RITA: Kinsale, Kinsale, and Chase

I've been going strong on my RITA reading, but somehow or other (wedding, honeymoon) have fallen behind on the actual writing-up of my thoughts. So this post is going to tackle two RITA winners -- plus, a bonus book! -- for reasons that should become obvious. Ultimately, what I've taken away from these three books is: location, location, location.

First up: The Sandalwood Princess, by Loretta Chase. Brief admission: Loretta Chase is currently my number-one favorite romance author, and for the past year and a half I've been reading everything of hers I could get my hands on. This one was a new one, and unlike many of her others it moved around a lot from place to place: India, onboard ship, a country manor house, and India again.

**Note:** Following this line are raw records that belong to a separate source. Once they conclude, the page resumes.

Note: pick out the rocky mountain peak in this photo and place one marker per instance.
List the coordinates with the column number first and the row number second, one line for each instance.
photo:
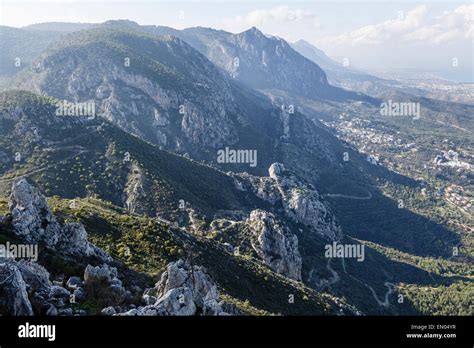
column 33, row 221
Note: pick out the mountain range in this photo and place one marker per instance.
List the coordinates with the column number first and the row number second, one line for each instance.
column 139, row 176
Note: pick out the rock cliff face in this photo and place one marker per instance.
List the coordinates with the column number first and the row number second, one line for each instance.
column 168, row 94
column 276, row 246
column 300, row 200
column 33, row 221
column 182, row 290
column 13, row 295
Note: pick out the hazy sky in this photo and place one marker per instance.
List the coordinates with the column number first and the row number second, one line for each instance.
column 374, row 35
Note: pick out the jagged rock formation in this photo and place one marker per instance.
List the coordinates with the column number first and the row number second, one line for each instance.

From a writers' craft standpoint, each of these locations provided a framework for a different part of the story:

  • India holds the initial moment of contact, where the thief-hero steals the titular princess statue from our heroine. But it is also the home of the sly, elderly whose failed long-ago romance is the impetus for the plot, and a foil to our hero and heroine.
  • On the ship back to England, our hero masquerades as a servant, a deception which succeeds but which does not prevent the heroine from stealing the statue back from the false master she believes to be the real thief. It is also a space where neither the hero or heroine is entirely at home, and being jarred out of a familiar setting leads to more intimate conversation than each might otherwise have permitted.
  • Once in England, the heroine realizes the statue is missing and follows the heroine north to find an opportunity of stealing it back -- which means convincing the heroine he was fired by his master once the statue disappeared from the ship. She hires him as a secretary/butler, which allows them to spend hours together in a cozy domestic setting, enjoying one another's company and falling even more deeply in love.
  • The thief ultimately has to steal the statue back, for some reason, and everybody goes back to India, where the final twist is revealed and both romance plotlines find a resolution.

Ultimately, the locations are a shorthand for the developing relationship, as often happens in romances (I'm looking at you, Pemberley, and every manor house descriptive passage you've inspired in two hundred years). It's usually a pretty good trick, even when the seams show.

But it has a downside: it can make your hero and heroine seem like they are an entirely different person when they are in a different location. Sometimes this is important, and can shake up a complacent character -- again, PEMBERLEY -- but sometimes it just starts to feel a bit whiplash-y for the reader. "Wait -- who the hell is this person with the same name as that person I was just getting to know? That person would never do this. What's going on?"

Unfortunately, this is what happened in The Prince of Midnight by Laura Kinsale, which was absolutely jam-packed full of things. Anything that could be made interesting was interest-ified within an inch of its life.

The hero is a half-deaf hermit and former highwayman still wanted in England, whose best friend is a tame wolf. The heroine is the only survivor of a family wiped out by a malicious pastor's oppressive cult in her home village. (No, really.) They meet the totally squicky Marquis de Sade, and later a group of aristocratic snuff enthusiasts -- and, to clarify, not the "Oh look at my tiny dandyish habit" snuff. The "Oh look at me choke a woman to death during sex" snuff.

But I'm getting off-track.

I stumbled upon another Kinsale romance, An Uncertain Magic, which had the same rampant busyness. (Psychics! Repressed memories! Revolution in Ireland! The Sidhe! An adorable brandy-drinking pig!) What's more, it had the same unconcern with locations as the first one. Kinsale's places feel ephemeral, as though the characters are only tangentially rooted there. Perhaps this is because the couples in both novels are somewhat unrooted themselves: there's a lot of things that happen on the road, or in houses being falling down or being rebuilt, or in inns and waystations and the like. And I have to admit to being really, really fond of the hero from Prince of Midnight, mostly on account of how different he is from the usual alpha hero. (Very broken, and more than a little sad, and very aware that his desperation is not attractive, which paradoxically makes him quite attractive as a character.)

And maybe it's something about the way the two authors (Chase and Kinsale) think of characters. Chase's style is a much more invisible thing, a mostly realistic narrative voice. Kinsale, though, is a little more fluid and suggestive, a little more poetic, which can be very effective but which always kind of reminds me of Terry Pratchett's description of reading the human mind as "trying to nail fog to the wall." You get all these rich and evocative phrases, but the thread of a specific character's personality tends to wax and wane, disappear and reappear.

Frankly, much as I love an evocative phrase, I want to keep my writing as rooted as possible. Maybe when I make it through all the relevant RITAs I'll start by taking apart a particularly admirable scene or two from some of my favorite novels. Hey, who ever said a comparative literature degree couldn't be useful?